Mais je repose la question : pouvons-nous nous permettre de nous passer de cette législation contre l'incitation décomplexée à la violence et au génocide ? Crier « au feu ! au feu ! » en public, c'est prendre le risque de provoquer une bousculade et finalement des morts. « Tuez les (insérez votre groupe ethnique, national, religieux ou politique ici) » est aussi, dans son genre, un appel à la cohue. Dans le premier cas, l'appel est dangereux s'il est fait à l'intérieur d'un cinéma bondé, car il est acquis que les personnes présentes paniqueront et que la bousculade sera inévitable, et donc les blessés et les morts également. Le deuxième appel est murmuré dans d'autres « théâtres » de la vie, où l'influence du message et de son émetteur, dans un contexte très organisé, peut rendre possible ou déclencher des actes génocidaires tout à fait réels. C'est pourquoi plusieurs pays européens ont mis en place une surveillance et des mesures de contrôle des mosquées, dont certaines ont été le creuset des incitations aux missions destructrices du 11 Septembre, des attentats de Londres et de bien d'autres attaques. Dans au moins un cas, ces mesures ont abouti à l'expulsion hors du Royaume-Uni d'un imam résident de la mosquée berceau du 11 Septembre.
Je propose une approche plus subtile pour ce qui concerne les lois contre le négationnisme, qui pourraient différencier d'une part les négationnismes qui falsifient et manipulent les faits historiques - ces attitudes, au moins aux États-Unis, ne pourront jamais tomber sous le coup de la loi -, et d'autre part ceux qui constituent un encouragement manifeste à perpétrer de nouvelles violences génocidaires. Je suis convaincu que même les Américains devraient réfléchir à criminaliser de telles incitations à la violence.
Le problème, bien entendu, consiste en la définition des termes.
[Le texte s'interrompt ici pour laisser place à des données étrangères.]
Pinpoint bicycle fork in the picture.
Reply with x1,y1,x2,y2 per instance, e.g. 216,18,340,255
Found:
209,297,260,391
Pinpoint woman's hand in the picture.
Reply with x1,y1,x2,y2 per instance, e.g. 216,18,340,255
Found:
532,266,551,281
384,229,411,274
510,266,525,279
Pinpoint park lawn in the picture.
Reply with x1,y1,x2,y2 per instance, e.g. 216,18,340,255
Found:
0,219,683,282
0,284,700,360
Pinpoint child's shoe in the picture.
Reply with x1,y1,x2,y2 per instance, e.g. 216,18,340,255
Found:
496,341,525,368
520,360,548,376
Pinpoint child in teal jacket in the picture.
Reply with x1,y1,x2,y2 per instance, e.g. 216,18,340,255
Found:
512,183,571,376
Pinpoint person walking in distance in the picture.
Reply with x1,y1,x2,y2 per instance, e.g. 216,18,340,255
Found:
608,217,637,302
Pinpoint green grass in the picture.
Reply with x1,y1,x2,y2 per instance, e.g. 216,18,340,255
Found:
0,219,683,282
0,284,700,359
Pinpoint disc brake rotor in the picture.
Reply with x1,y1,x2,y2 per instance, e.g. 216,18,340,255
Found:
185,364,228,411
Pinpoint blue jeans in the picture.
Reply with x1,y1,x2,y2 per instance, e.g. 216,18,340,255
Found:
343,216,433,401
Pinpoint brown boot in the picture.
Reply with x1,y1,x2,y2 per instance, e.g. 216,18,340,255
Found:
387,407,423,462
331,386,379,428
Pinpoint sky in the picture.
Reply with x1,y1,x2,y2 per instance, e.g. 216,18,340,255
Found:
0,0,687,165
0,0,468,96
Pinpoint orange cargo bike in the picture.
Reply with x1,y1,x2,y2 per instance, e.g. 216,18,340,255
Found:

Il n'existe évidemment pas de distinction claire et nette entre les propos négationnistes qui appellent à la violence et ce que Deborah Lipstadt appelle les « négationnismes modérés » (3).
De plus, les études psychologiques du négationnisme tendent à montrer que non seulement certains de ces propos justifient, excusent ou minimisent explicitement les violences commises à l'égard des victimes, mais que même des propos qui n'appellent pas directement à l'action contribuent à valider, à encourager et finalement à inciter à de nouvelles violences, que certains destinataires de ces messages finiront par commettre lorsque l'occasion se présentera à eux (4).
Dans des conférences récentes, j'ai souligné que les pays qui font du négationnisme une composante de leur projet national sont par ailleurs et dans le même temps engagés dans des actions violentes d'envergure (5). Par leur attitude à l'égard des génocides passés, ces pays nous donnent des indices sur des risques non négligeables d'actions violentes et génocidaires. Les deux exemples les plus flagrants sont la Turquie et l'Iran.
Ankara a établi comme priorité nationale, voire comme hymne, la négation du génocide des Arméniens - et d'autres victimes comme les Assyriens et les Grecs - et s'est lancée dans le même temps dans un processus génocidaire avéré, par la destruction de milliers de villages kurdes et les meurtres de milliers de Kurdes - génocide qui s'appuie d'ailleurs, selon au moins un rapport récent, sur l'utilisation de gaz toxiques (6). Le pays d'Erdogan s'est en plus distingué récemment en menaçant ouvertement et de manière répétée d'expulser de leurs foyers des centaines de milliers d'Arméniens résidant en Turquie (7).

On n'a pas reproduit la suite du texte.